The leader of the main political party, the Pakistan Muslim League (Nawaz) and his heir-apparent were in jail at the time of the elections, and the party had been discredited in the past five years through a systematic campaign of violence and protest. In other words, the pitch was carefully prepared to favour Imran’s bowling.
The result of the elections may not be entirely fair, but it would be wrong to say that they don’t reflect the will of the Pakistani people. If indeed the results are rigged, they show that the riggers have a certain sophistication in:
- Ensuring that Imran Khan’s party is short of a majority (and will not get too big for its boots)
- Allowing Nawaz Sharif’s party to win a significant number of seats in its Punjab stronghold to enable it to remain a coherent entity, regardless of who eventually goes on to form a government there.
- Ensuring that not one out of the 460 odd jihadist candidates won.
- Showing the jihadi extremists their place by allowing them to contest polls and then crash to utter defeat.
The results in the five provinces and the performance of the four principal parties, including Pakistan People’s Party and Baloch Action Party, make this a perfect outcome that ensures no one party develops any conceit about its standing.
The election does not give us any reason to believe that we will witness some change in Pakistan’s foreign policy hereafter. The Pakistan Army is not about to give up its right to shape Pakistan’s foreign policy just because someone it favoured has come to power. The country has been at that place before and the Army usually found the civilians wanting, so this time around, there will probably not even be a pretence of providing any autonomy to the man in power in Islamabad. And this time around, not only is the man an untested politician, but the office of the prime minister has been so badly battered that it retains little credibility.
This broadly answers whether Imran Khan’s prime ministership will make any difference to the troubled India-Pakistan relationship. Even so, there are expectations. He is one of the few Pakistanis who knows India and Indians well, having travelled here in his cricketing days, and after as a regular in various media conclaves and events.
In his speech claiming victory on Thursday, Imran declared “I really want to fix our ties, you take one step forward, we will take two.” He also spoke of the Kashmir dispute and the need to talk about Kashmir where “we are still on square one.”
There was not a word or understanding that it was Pakistan that needed to take step one, before anyone could contemplate taking steps two and three. For India the watershed has been the Mumbai attack of 2008, whose perpetrators run freely in Pakistan and were even allowed to participate in the elections.

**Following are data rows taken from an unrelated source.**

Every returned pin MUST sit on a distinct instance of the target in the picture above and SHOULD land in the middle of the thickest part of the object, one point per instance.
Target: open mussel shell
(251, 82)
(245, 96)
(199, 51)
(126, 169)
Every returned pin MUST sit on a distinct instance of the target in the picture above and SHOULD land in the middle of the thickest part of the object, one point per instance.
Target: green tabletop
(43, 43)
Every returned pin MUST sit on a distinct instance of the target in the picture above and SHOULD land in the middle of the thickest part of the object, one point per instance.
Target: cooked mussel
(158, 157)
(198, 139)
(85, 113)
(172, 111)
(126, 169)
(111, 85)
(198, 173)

Civilians vs military leaders
In the post-Zia period, India has been more comfortable in dealing with civilian leaders – Benazir Bhutto, Nawaz Sharif, and later Asif Ali Zardari – who were leaders of major political parties, not cardboard prime ministers like Shahid Khaqan Abbasi or Raja Pervaiz Ashraf and Yousaf Raza Gilani. But we all know that the key near-breakthrough in relations between the two countries came at a time when Pervez Musharraf, the commander-in-chief of the Pakistan Army was also the president. There is a message there too obvious to miss.
Yet, India does not have the option of waiting infinitely for the emergence of a Pakistan government that actually controls all the levers of power in the country. Pakistan may have had a successful election, but its chronic problems will not retreat on that account. New Delhi cannot afford to turn its back on Pakistan. Responsible politics would require India to continue a policy of engagement supplemented by back-channel links. Further, India needs to build a coalition of partners who can participate in the effort to bring Pakistan around towards becoming what could be called a “normal” state.

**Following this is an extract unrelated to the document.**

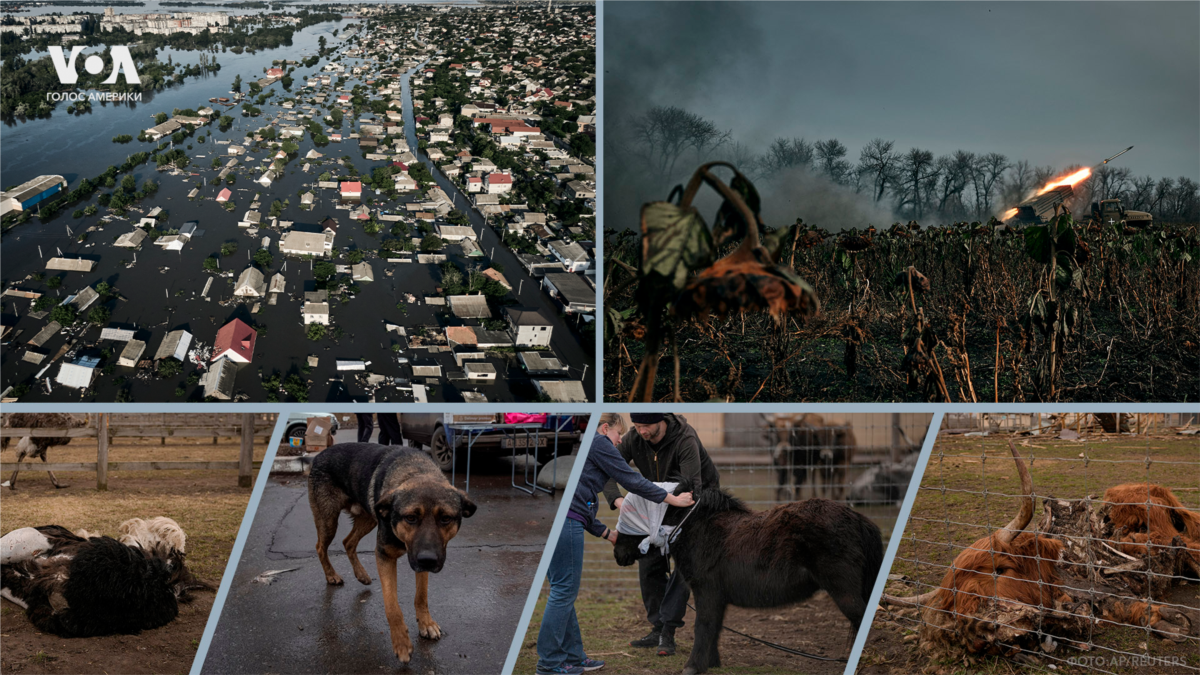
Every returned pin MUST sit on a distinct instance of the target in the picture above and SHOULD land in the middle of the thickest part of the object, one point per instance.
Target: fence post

Actually, if his hands are tied in foreign and security policy, Imran Khan should not worry. Pakistan has a huge domestic agenda that demands his attention. Indeed, if he can fix some of the issues, it may create the conditions in which the Army may be compelled to loosen its vice-like grip on the polity. There are issues relating to the economy, jobs, infrastructure, water stress, healthcare and so onAs he takes office, Imran Khan’s first priority will be to tackle the yawning current account deficit and it is estimated that Pakistan needs some $ 10 billion to tackle the immediate problem. Though he has criticised China-Pakistan Economic Corridor, Imran Khan is unlikely to cross the Chinese on the issue. Beijing’s political and economic importance has become even more salient for Pakistan following its tensions with the United States, which has frozen $1.3 billion military aid because of Pakistan’s half-hearted approach to combatting terrorism. Then, there is the entire agenda of de-radicalising the polity which has now reached a dangerous point.
The fact that the jihadists fared badly in the polls can be a useful means of containing them because the extremist mullahs often assert their claims in the name of the people. But this would be possible only if the political centre of the country, which has been fractured by the elections, can come together and, more importantly, get the support of the Army. Only then can the push back work.
Observers point to Imran Khan’s incorruptibility and the positive record of his party in governing Khyber Pakhtunkhwa province, which returned the favour by returning the Tehreek-e-Insaf to the provincial government leadership once again this time. Imran Khan’s 22-year odyssey as a politician suggests that it is driven by deep personal beliefs and convictions. Those are the things that he will need in the coming days, if he is indeed to make a difference. This time around, he may find that the pitch is not entirely in his favour.